Either growth for Amazon (either AWS or overall) slowed suddenly, or Amazon had invested a lot already and didn’t need to invest much money in this first quarter. Which of these options does Amazon have more control over, and which provides the better marketing message? Or any one of dozens of other, perfectly legal, options that Amazon has for spinning the story to their own advantage.

There’s More To It

There’s a lot more to this than the simple headlines from the tech press might lead you to think, and I honestly have a lot more questions than answers from the two-ish hours I’ve spent looking at these financial statements.But I don’t believe AWS has 17% margin any more than I believe it’s the cheapest option for infrastructure.
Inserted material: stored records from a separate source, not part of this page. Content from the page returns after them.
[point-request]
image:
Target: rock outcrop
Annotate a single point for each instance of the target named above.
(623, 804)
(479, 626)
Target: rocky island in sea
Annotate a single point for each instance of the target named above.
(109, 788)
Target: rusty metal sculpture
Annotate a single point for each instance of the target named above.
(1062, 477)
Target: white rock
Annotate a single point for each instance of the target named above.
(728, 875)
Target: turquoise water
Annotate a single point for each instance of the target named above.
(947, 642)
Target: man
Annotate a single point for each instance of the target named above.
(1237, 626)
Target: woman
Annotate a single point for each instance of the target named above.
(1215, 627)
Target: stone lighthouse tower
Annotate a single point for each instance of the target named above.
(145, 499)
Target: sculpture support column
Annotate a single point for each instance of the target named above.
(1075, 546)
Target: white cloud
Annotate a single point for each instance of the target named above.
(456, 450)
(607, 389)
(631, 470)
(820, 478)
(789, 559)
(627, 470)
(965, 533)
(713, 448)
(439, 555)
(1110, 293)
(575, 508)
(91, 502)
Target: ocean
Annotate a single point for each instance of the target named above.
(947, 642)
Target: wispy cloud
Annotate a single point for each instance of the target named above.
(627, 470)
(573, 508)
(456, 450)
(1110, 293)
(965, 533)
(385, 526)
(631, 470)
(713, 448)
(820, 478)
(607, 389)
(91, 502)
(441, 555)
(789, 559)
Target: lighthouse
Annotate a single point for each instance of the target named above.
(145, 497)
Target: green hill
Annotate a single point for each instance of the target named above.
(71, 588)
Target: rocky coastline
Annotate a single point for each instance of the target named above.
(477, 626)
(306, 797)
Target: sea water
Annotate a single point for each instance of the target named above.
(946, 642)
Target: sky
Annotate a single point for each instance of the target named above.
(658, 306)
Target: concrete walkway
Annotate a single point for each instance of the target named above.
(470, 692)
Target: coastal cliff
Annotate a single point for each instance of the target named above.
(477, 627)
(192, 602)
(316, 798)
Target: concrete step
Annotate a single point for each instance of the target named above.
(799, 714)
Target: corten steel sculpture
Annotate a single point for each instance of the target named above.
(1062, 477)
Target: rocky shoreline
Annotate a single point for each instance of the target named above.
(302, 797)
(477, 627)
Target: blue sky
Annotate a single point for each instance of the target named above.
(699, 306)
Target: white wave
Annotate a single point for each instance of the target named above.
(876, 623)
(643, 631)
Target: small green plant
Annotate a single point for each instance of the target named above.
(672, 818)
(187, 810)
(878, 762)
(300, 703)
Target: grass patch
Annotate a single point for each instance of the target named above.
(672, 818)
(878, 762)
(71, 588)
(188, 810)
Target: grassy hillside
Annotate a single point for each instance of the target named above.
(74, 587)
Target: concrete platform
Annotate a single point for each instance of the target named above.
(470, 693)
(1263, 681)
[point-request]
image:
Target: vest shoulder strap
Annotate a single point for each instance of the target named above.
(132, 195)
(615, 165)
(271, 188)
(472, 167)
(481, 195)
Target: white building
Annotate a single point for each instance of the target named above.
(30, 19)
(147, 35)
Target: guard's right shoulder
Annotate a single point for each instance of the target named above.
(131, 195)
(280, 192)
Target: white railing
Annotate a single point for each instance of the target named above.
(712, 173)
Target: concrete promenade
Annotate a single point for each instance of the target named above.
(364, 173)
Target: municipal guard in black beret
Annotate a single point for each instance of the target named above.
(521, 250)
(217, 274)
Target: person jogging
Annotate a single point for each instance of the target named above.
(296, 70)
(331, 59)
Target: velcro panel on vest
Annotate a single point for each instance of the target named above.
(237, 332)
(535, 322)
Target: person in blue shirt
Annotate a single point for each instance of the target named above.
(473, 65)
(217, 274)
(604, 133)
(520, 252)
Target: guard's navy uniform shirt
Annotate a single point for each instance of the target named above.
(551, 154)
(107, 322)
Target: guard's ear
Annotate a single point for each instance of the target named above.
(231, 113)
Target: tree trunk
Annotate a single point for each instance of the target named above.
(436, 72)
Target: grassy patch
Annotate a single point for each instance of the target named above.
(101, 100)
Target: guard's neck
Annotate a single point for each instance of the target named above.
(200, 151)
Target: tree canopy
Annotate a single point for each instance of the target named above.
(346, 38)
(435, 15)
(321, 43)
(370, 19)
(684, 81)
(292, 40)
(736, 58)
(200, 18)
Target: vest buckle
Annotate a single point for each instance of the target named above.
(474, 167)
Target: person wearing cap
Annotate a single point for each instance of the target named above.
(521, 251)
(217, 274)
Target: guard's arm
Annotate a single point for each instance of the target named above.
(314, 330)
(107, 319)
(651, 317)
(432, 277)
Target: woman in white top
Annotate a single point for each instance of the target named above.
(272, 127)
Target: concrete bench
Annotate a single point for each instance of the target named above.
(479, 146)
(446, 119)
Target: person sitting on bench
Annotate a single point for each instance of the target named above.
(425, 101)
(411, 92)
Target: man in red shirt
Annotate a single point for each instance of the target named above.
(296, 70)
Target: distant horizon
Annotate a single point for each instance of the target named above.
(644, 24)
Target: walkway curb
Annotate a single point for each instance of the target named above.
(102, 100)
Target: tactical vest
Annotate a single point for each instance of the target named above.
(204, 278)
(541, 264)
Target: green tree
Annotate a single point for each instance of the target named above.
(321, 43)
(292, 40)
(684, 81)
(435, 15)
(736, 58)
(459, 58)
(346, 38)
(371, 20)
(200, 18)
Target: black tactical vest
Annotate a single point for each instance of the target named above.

Consider that in Brad Stone’s book about Bezos and Amazon The Everything Store Bezos is quoted saying Steve Jobs made a ‘mistake’ with iPhone pricing:

Bezos believed that high margins justified rivals’ investments in research and development and attracted more competition, while low margins attracted customers and were more defensible.

Maybe you should take anything Bezos, or Amazon, says with a grain of salt because why would he tell you the unvarnished truth? He’s a businessman, not a saint.As an aside, I tried to copy&paste that quote from Stone’s book from Kindle reader in Chrome, but it won’t let me.